ENTREVISTA // Denise Vieira
As atrizes levaram os desejos e experiências pessoais para as personagens. Como isso influenciou o resultado final?
Minha proposta era de que improvisaríamos os diálogos, e para isso, era preciso construir uma relação mais profunda com cada personagem para que esse espírito pudesse estar presente conosco no momento de filmar. Antes de todas as cenas, enquanto a equipe se preparava, tínhamos uma conversa sobre o que iríamos filmar. Nesse momento, lançávamos uma ideia de como começavam os diálogos: quais elementos poderiam surgir, tanto de conteúdo, como de ritmo e de clima. Na maioria das vezes, redesenhávamos conforme o desenrolar da cena.
Como você construiu a relação das personagens com o próprio corpo?

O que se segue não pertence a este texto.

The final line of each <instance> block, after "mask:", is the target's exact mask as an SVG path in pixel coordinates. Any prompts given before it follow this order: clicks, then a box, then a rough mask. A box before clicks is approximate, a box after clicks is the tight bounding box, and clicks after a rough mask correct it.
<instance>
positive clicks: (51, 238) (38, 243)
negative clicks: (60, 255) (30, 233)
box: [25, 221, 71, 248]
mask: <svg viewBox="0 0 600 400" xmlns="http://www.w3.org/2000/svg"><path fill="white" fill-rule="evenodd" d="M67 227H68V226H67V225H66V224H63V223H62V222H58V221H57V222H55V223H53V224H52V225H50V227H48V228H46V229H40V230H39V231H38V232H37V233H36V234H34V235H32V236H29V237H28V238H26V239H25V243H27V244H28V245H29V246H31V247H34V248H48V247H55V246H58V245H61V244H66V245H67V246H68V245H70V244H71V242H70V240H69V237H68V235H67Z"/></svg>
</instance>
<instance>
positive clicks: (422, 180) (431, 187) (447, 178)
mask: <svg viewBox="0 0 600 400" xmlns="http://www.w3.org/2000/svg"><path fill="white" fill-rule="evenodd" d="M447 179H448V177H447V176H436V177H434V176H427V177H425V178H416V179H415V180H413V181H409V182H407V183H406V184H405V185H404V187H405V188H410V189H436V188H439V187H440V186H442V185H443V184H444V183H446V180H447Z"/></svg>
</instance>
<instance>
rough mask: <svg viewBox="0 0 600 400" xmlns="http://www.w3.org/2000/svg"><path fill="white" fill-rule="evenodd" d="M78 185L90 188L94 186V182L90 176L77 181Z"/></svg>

Esse filme sempre foi pensado como um filme de muito tesão, suspense e fantasia. Eu queria muito que as atrizes fantasiassem junto comigo e sentissem tesão ao atuar, ao se expor para a câmera, e que a gente tivesse muito tesão em filmar. Mulher é programada para controlar seu prazer, direcionar ou se moldar a partir do prazer do outro. Nesse filme, quem dita as regras somos nós.
Qual é a sua solução para levar o retrato de corpos e desejos para as telas?
Supreendentemente, eu tenho ouvido de muita gente que há hoje em dia um certo incômodo de algumas pessoas, principalmente mais jovens, em assistir cenas de sexo no cinema. Não sei como analisar esse fenômeno, mas eu sinceramente acho que há uma certa hipocrisia nesse pudor em filmar o sexo assim como se filma qualquer outra cena.
Ao delegar esse registro somente à indústria pornográfica, deixamos de falar sobre essa imagem, como se ela fosse sempre questionável em si. O que eu procurei trabalhar com o elenco foi a maior naturalidade possível. É claro que há uma exposição do corpo, é claro que há questões delicadas. Pensamos todo o desenho da produção para proporcionar a maior tranquilidade possível para o elenco nesse sentido.
Na prática, o que fizemos foi elaborar as cenas de sexo da mesma forma que os diálogos. Eu propunha ao elenco mais ou menos o tom da cena, um mote inicial para cada par. Havia uma conversa prévia e privada entre eles, onde definiam o que iriam propor para nós. Uma vez iniciada a cena, íamos acompanhando e resolvendo na hora. Às vezes cortávamos para intervir, às vezes não. Tudo dependia do que sentíamos pulsar da cena.